Bioware released six short films as cinematic trailers for The Old Republic and its expansion packs.

=== Film adaptation ===
In April 2019, Kathleen Kennedy was asked by MTV News about a potential Knights of the Old Republic adaptation and stated, "Yes, we are developing something to look at. Right now, I have no idea where things might fall". The following month, BuzzFeed News reported that Laeta Kalogridis had been hired in the spring of 2018 to write a film based on the 2003 video game, and that she was close to completing the first script of a potential trilogy. Representatives refused to comment, and nothing has been reported since.

==Reception==
The general critical response of Knights of the Old Republic was overwhelmingly positive. KotOR won numerous awards, including Game Developers Choice Awards' game of the year, BAFTA Games Awards' best Xbox game of the year, and Interactive Achievement Awards for best console RPG and best computer RPG. KotOR has seen success as the game of the year from many sources including IGN, GameSpot, Computer Gaming World, PC Gamer, GMR Magazine, The Game Developers Choice Awards, Xbox Magazine, and G4TV.
Interactive Achievement Awards awarded it for best story and best character development. IGN gave KotOR additional awards in Best Sound (Xbox category), Best Story (PC category), Xbox RPG Game of the Year 2003, PC RPG Game of the Year 2003, Xbox Game of the Year 2003, PC Game of the Year 2003, and Overall Game of the Year 2003 across all platforms. G4TV's game review show X-Play picked KotOR as the second "best game ever" since the show began. The game is also part of the Xbox Platinum Series/Classics for sales in excess of one million units. In 2007, a story twist within the game was ranked number two in Game Informer's list of the top ten video game twists of all time.

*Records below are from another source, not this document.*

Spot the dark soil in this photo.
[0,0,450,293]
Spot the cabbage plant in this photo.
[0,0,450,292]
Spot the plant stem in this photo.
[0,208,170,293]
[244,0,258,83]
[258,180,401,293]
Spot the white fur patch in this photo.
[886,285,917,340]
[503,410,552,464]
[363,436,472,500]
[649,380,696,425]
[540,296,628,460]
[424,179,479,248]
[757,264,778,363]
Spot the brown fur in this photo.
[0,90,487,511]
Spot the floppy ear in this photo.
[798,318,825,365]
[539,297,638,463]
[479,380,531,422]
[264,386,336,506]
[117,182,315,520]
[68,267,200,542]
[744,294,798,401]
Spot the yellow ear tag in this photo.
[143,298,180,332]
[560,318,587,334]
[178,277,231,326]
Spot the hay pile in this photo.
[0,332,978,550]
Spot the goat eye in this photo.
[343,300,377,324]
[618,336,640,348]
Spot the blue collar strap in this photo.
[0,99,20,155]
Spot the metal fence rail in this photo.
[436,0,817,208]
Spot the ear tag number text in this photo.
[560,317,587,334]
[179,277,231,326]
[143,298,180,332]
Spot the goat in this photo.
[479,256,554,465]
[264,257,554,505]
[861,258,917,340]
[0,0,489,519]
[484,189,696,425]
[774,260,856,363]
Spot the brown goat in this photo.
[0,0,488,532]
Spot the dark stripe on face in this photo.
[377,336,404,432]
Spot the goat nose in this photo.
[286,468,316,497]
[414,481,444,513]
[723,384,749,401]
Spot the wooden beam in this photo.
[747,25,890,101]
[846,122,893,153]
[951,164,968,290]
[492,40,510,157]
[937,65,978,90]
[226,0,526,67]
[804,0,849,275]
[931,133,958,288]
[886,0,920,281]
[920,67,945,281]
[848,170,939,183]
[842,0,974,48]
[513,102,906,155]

The Sith Lords was generally well received by fans and critics alike. Mirroring the success of the first game, The Sith Lords has garnered over thirty-five "Game of the Year" awards. The game received high marks from major reviewers - 8.5/10 from GameSpot, 4.5/5 from Gamespy and 93% from IGN. Based on 30 professional reviews, Metacritic gave the game an average rating of 85 out of 100, compared 93 for Knights of the Old Republic. The game was however criticized for being incomplete due to a rushed deadline.

The Old Republic has received generally positive reviews from critics, with a score of 85 on Metacritic and an 83.87% on GameRankings. G4TV gave a review of 5/5 and praised the game for "Top notch music and voice acting" and "hundreds of hours of content." PC Gamer gave a 93/100, praising the story, voice acting, and the amount of content available. Gamespy gave a review of 4/5, praising the story lines and companion system but criticising the "standard kill and fetch" quests. GameSpot gave the game 8.0/10, saying "[The Old Republic] isn't the next step in online role-playing games. Instead, it's a highly entertaining refinement of what has come before it." GamesRadar gave the game 8/10 calling it "an extremely satisfying experience that sets the stage for a bright future". The game has received a 9.0/10 "Amazing" rating from IGN.